Single Agent¶

Single-agent environments in MASA use the Gymnasium API. They can be used directly as Gymnasium environments, or through masa.common.utils.make_env when you want the standard MASA wrapper stack for labels, constraints, and monitoring.

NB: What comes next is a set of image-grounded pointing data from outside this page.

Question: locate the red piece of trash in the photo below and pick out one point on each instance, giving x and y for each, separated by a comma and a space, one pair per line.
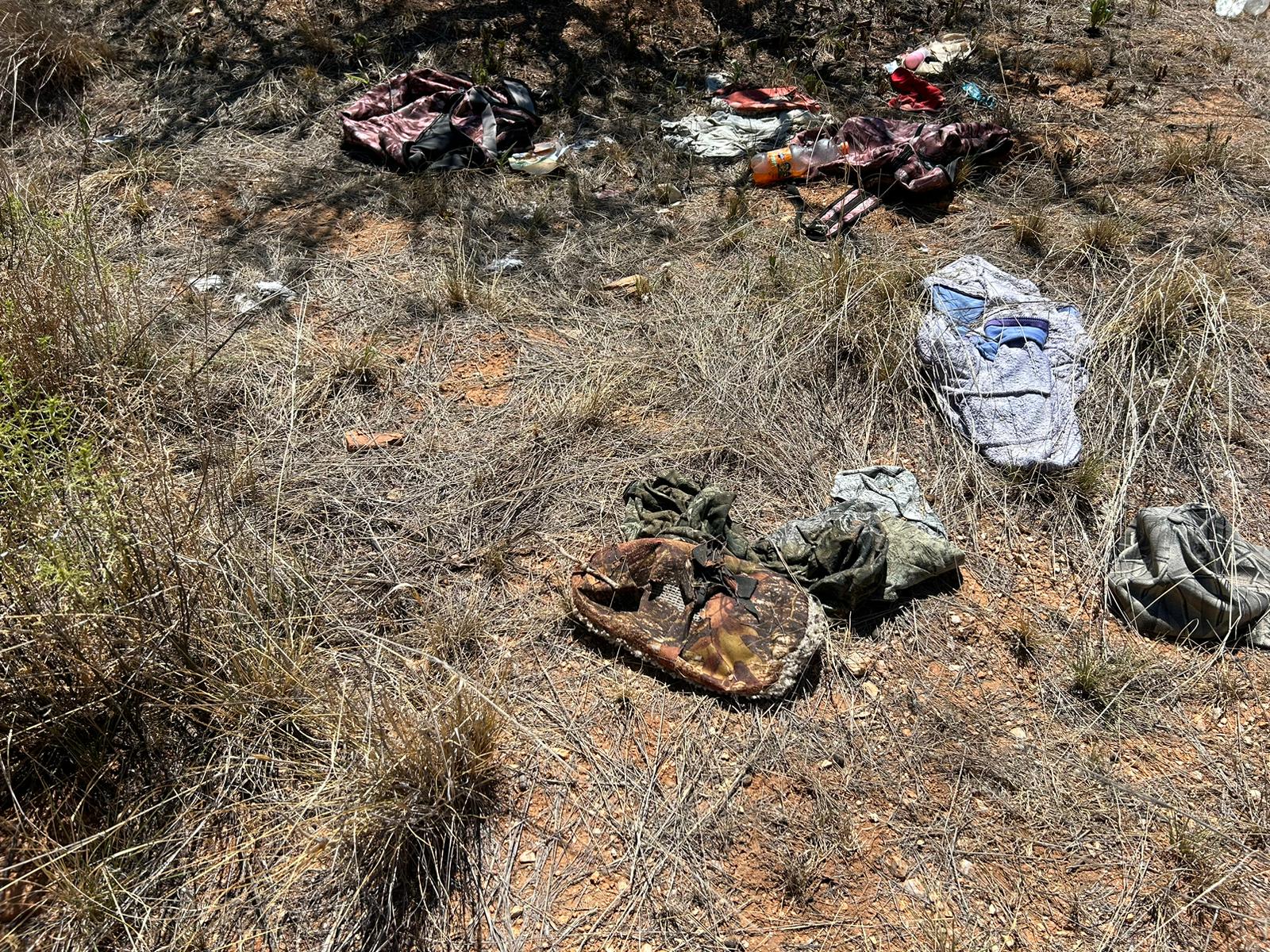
918, 95
764, 102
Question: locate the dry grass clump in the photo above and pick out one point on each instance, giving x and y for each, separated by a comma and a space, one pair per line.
197, 742
1032, 232
1189, 159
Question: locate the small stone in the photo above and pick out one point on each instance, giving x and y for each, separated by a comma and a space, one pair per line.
859, 664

The current collection spans three broad settings:

Continuous control: Cartpole with continuous actions.
Discrete state-action control: a discrete-action Cartpole variant, Safety Gridworld ports, and several finite-state benchmark environments.
Tabular environments: gridworlds, Pacman variants, and the Media Streaming MDP.

Environment Summary¶

Environment ID	Family	Observation space	Action space	Reward signal	Default cost signal
`cont_cartpole`	Continuous control	`Box(4,)`	`Box(1,)`	`1.0` per stable step	`1.0` outside the stable set
`disc_cartpole`	Discrete-action control	`Box(4,)`	`Discrete(2)`	`1.0` per stable step	`1.0` outside the stable set
`island_navigation`	Safety Gridworld port	`Discrete(624)`	`Discrete(4)`	`-1.0` per step, `+50.0` on goal, `-50.0` on water	`1.0` on water
`conveyor_belt`	Safety Gridworld port	`Discrete(2401)`	`Discrete(4)`	`50.0` when the vase is moved off the belt before breaking	`1.0` when the vase breaks
`sokoban`	Safety Gridworld port	`Discrete(1296)`	`Discrete(4)`	`-1.0` per step, `+50.0` on goal	`1.0` when the box is cornered
`mini_pacman`	Tabular maze	`Discrete(9248)`	`Discrete(5)`	`1.0` when the food is collected	`1.0` on ghost collision
`pacman`	Tabular maze	`Discrete(262088)`	`Discrete(5)`	`1.0` when the food is collected	`1.0` on ghost collision
`mini_pacman_with_coins`	Structured discrete maze	`Box(7, 10, 9)`	`Discrete(5)`	coin collection reward	`1.0` on ghost collision
`pacman_with_coins`	Structured discrete maze	`Box(15, 19, 9)`	`Discrete(5)`	coin collection reward	`1.0` on ghost collision
`colour_grid_world`	Tabular gridworld	`Discrete(81)`	`Discrete(5)`	`1.0` on the goal state	`1.0` on blue
`colour_bomb_grid_world`	Tabular gridworld	`Discrete(81)`	`Discrete(5)`	`1.0` on a terminal coloured goal	`1.0` on bomb
`colour_bomb_grid_world_v2`	Tabular gridworld	`Discrete(225)`	`Discrete(5)`	`1.0` on any coloured goal	`1.0` on bomb
`colour_bomb_grid_world_v3`	Tabular gridworld	`Discrete(1125)`	`Discrete(5)`	`1.0` when the active zone matches the reached colour	`1.0` on bomb
`bridge_crossing`	Tabular gridworld	`Discrete(400)`	`Discrete(5)`	`1.0` on goal	`1.0` on lava
`bridge_crossing_v2`	Tabular gridworld	`Discrete(400)`	`Discrete(5)`	`1.0` on goal	`1.0` on lava
`media_streaming`	Tabular queueing MDP	`Discrete(20)`	`Discrete(2)`	`0.0` or `-1.0` depending on bitrate choice	`1.0` when the buffer is empty

For the environments that expose model structure in addition to the Gymnasium step API, the access pattern differs slightly:

Full transition matrix: all gridworlds, media_streaming, mini_pacman, and mini_pacman_with_coins.
Successor-state dictionary: pacman and pacman_with_coins.
Step API only: cont_cartpole, disc_cartpole, island_navigation, conveyor_belt, and sokoban.